“New Zealand doesn’t have a huge counterfeiting problem, and the fake banknotes we do see are low quality and easily detected using the look-feel-tilt method,” says Graeme Denny, Senior Manager of Cash Services at the Reserve Bank of New Zealand – Te Pūtea Matua, “but sometimes scammers take advantage of busy holiday seasons and inexperienced staff to try it on.”
“Accepting a fake is a hit on the retailer’s bottom-line and upsetting for staff caught out. We encourage retailers to take a few moments to train or remind their team on the simple steps that take no time at all, particularly when taking on new staff.
“Passing fake notes or coins is illegal. We encourage cash handlers to turn away people trying to hand over fake cash if doing so doesn’t put anyone’s safety at risk. If you do end up stuck with a counterfeit then put it in an envelope straight away to preserve evidence.
“Report all attempts to police and do take down descriptions, vehicle number plates, and keep CCTV footage. The police take counterfeiting seriously and have made several arrests this year.
“New Zealand has a very low rate of counterfeiting due to our multiple security features which can be checked easily.

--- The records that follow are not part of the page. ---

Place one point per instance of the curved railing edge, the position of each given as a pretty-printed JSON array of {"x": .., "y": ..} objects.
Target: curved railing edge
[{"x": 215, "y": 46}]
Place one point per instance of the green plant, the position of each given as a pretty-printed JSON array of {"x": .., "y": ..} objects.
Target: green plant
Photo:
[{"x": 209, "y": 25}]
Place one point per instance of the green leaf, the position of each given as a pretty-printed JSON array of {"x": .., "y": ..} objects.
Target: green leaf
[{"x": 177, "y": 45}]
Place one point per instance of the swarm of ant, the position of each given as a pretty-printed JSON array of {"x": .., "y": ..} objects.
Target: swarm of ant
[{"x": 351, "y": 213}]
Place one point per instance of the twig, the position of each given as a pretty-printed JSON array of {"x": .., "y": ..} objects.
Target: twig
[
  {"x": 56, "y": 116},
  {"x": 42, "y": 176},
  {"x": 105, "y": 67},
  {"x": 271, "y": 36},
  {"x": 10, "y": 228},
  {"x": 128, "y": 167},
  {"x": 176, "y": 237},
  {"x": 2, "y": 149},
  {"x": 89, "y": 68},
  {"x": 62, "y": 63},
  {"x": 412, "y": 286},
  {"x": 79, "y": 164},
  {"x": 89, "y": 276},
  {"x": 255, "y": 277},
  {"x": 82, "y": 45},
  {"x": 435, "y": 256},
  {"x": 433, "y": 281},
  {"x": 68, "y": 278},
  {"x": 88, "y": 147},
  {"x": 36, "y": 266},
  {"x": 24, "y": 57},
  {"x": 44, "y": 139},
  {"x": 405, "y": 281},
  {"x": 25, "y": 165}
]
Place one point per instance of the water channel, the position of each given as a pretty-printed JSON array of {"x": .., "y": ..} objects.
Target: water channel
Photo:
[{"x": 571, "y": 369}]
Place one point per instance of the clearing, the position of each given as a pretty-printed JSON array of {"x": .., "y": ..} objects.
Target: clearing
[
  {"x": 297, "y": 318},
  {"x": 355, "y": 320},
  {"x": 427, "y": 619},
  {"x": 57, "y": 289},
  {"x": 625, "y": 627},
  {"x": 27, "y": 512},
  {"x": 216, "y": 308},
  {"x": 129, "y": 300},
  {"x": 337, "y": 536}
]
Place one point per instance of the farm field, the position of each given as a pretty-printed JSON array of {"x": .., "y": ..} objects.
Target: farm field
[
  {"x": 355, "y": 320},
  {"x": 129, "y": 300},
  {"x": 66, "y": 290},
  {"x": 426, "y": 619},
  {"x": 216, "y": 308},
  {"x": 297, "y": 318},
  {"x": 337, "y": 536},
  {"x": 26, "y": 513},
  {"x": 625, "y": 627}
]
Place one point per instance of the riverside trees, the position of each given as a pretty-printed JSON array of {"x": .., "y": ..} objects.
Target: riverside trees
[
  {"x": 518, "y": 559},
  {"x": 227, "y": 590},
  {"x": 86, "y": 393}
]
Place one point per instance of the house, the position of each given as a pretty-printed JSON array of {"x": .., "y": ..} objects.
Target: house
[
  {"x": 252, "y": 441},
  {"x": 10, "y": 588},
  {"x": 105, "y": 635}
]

Not one of our security features has been successfully compromised.
“We have videos, updated posters and other training materials on our website, and we’ll be using social media advertising over the summer season including video tips,” says Mr Denny.
- Look for intact plastic windows, sharp detailed printing and the see-through puzzle pattern or watermark depending on the generation of the banknote.
- Feel for the smooth plastic surface, except for the raised printing on larger features, and tear-resistant strength.
- Tilt the latest generation banknotes to see a spark line roll along the small bird and hologram features reacting in the big window.